I was in the Pahrump Valley.  Pahrump was where I would leave Nevada and enter California, the final State on the journey.  That morning, though, my head hurt from the Tuaca whisky, my stomach rumbled and I didn't feel at all good.

As I walked on the hung-over feeling slowly passed and as night fell the lights of Pahrump City showed up ahead.

At Pahrump I gave interviews to the 'Pahrump City Times' and 'Death Valley Gazette' newspapers.  All was well.  The temperature was now in the eighties, as the wintery spell was over and I had dropped to an elevation of around 2,000 feet.

It was Saturday, 11th February and I wore a 'Mountain Springs Bar' baseball cap, sunglasses, a bandana over the back of my neck, a Nathan Adelson Hospice T-shirt and a pair of shorts.  On my feet was a pair of Nike running shoes that a local store had given me.  My other shoes had just about fallen apart and had been binned.

Just a month ago I'd been 7,500 feet up and the temperature had been minus 29.  Ahead was Death Valley, where I would descend to 280 feet below sea level.  In summer the temperature could go as high as 120 degrees Fahrenheit.  You could fry eggs on the rocks, or so the story went, but now, before spring came, the temperature should only be in the eighties or nineties.

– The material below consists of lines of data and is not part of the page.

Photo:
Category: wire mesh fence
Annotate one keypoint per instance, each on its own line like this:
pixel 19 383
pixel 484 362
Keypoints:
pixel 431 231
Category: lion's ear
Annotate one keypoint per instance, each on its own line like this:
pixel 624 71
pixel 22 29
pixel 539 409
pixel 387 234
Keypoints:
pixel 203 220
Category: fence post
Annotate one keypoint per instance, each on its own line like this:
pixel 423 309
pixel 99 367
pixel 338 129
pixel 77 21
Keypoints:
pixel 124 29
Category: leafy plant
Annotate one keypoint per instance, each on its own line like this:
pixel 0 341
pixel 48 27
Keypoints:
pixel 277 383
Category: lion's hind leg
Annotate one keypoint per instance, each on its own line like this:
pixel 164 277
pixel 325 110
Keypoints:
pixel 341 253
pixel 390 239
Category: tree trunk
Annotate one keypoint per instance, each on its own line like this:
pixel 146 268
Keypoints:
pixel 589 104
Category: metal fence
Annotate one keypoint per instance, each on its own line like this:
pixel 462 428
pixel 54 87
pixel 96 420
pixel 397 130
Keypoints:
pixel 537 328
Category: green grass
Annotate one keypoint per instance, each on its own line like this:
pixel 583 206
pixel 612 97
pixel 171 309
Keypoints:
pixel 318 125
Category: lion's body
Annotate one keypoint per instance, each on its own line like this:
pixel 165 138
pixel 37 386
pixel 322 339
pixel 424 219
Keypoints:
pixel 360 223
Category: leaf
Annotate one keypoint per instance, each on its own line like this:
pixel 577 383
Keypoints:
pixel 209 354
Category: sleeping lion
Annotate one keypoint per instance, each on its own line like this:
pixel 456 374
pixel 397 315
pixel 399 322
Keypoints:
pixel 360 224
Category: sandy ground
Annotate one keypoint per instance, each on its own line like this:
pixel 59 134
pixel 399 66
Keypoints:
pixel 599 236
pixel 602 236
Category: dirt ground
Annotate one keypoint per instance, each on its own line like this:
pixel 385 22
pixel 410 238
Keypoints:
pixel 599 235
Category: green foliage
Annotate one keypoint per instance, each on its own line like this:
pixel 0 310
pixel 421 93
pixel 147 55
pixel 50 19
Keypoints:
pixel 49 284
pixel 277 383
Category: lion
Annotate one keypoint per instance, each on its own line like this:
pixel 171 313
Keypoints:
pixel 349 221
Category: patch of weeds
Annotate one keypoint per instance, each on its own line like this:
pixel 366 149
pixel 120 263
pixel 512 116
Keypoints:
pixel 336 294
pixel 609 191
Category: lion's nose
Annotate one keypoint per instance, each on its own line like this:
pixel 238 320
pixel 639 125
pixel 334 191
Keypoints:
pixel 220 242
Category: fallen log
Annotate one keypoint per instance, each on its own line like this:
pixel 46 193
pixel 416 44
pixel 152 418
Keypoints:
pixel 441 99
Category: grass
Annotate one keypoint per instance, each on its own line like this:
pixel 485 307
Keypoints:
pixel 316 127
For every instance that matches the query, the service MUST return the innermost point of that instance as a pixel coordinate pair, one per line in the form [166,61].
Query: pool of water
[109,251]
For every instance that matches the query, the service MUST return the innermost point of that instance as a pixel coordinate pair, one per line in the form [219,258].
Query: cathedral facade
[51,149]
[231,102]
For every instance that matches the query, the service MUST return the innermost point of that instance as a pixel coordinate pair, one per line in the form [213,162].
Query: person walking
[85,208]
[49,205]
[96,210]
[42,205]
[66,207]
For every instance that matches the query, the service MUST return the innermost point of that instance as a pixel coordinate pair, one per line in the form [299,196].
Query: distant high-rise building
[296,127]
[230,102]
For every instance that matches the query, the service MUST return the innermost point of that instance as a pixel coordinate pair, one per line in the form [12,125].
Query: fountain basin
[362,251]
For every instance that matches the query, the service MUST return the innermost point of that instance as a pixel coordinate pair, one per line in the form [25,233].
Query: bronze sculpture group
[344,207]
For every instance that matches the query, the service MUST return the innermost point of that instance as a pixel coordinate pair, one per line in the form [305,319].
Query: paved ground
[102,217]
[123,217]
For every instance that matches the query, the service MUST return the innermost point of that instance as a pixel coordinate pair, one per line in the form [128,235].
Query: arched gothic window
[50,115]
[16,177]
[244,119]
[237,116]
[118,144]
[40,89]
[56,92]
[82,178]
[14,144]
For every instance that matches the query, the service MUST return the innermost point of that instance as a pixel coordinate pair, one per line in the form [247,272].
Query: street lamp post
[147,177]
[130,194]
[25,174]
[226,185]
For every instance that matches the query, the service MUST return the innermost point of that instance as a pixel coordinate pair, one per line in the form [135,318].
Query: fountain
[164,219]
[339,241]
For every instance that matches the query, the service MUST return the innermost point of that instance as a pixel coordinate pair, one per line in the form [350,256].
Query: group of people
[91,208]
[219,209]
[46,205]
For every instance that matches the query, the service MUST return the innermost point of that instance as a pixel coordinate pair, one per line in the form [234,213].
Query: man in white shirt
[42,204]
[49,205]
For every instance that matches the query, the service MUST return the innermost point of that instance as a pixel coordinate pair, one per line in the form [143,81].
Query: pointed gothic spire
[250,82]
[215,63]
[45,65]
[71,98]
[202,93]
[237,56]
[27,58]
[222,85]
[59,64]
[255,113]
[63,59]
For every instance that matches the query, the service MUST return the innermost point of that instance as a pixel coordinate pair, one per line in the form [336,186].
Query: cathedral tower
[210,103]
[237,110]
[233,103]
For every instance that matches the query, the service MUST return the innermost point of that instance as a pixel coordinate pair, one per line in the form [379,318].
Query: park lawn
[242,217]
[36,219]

My two-pint container of water was full and the sun was bright and warm.  After the hangover of the day before I felt much better.  The walking was flat and easy.  At Death Valley Junction my mileage would be 4,393.  Death Valley, The Sierras, Yosemite and San Francisco: all would come in the next 600 miles.  In a month I could be done, if I could get through The Sierras.  If I couldn't, it would mean a detour of another three or four hundred miles.  Somehow I had to get over the mountains.

Darkness fell as I walked on.  I was on the Bella Vista Highway, which started off as tarmac, but ended up as loose gravel as I pushed deeper into the desert.  I tried to tune to a local radio station.  For a second I got a blast of The Doors' 'Break on Through to the Other Side'.  Static drowned it out; then I managed to pick up The Eagles singing 'Hotel California'.  The words came to 'you can check out any time you like, but you can never leave', when the sound subsided into a hissing.  I figured I must have reached California.

Far off to my right the lights of Amargosa Valley twinkled.  That was the nearest town.  The valley I followed was flat-bottomed and formed the bed of the Amargosa River... that was when there was any water in it.  Usually as dry as a bone, it only ran once in a blue moon, when heavy rains came.  Virtually all the  rain fell on The Sierras, with hardly any reaching the soil of this part of the arid South-West.  It felt like a land where life had forgotten to begin.

The road was now just a trail of dust and loose gravel.  In the dark of night a fork in the rough trail came up.  I had been told to stay to the left.  I took the dusty left fork and the track became smaller still.  It looked like very few people came this way.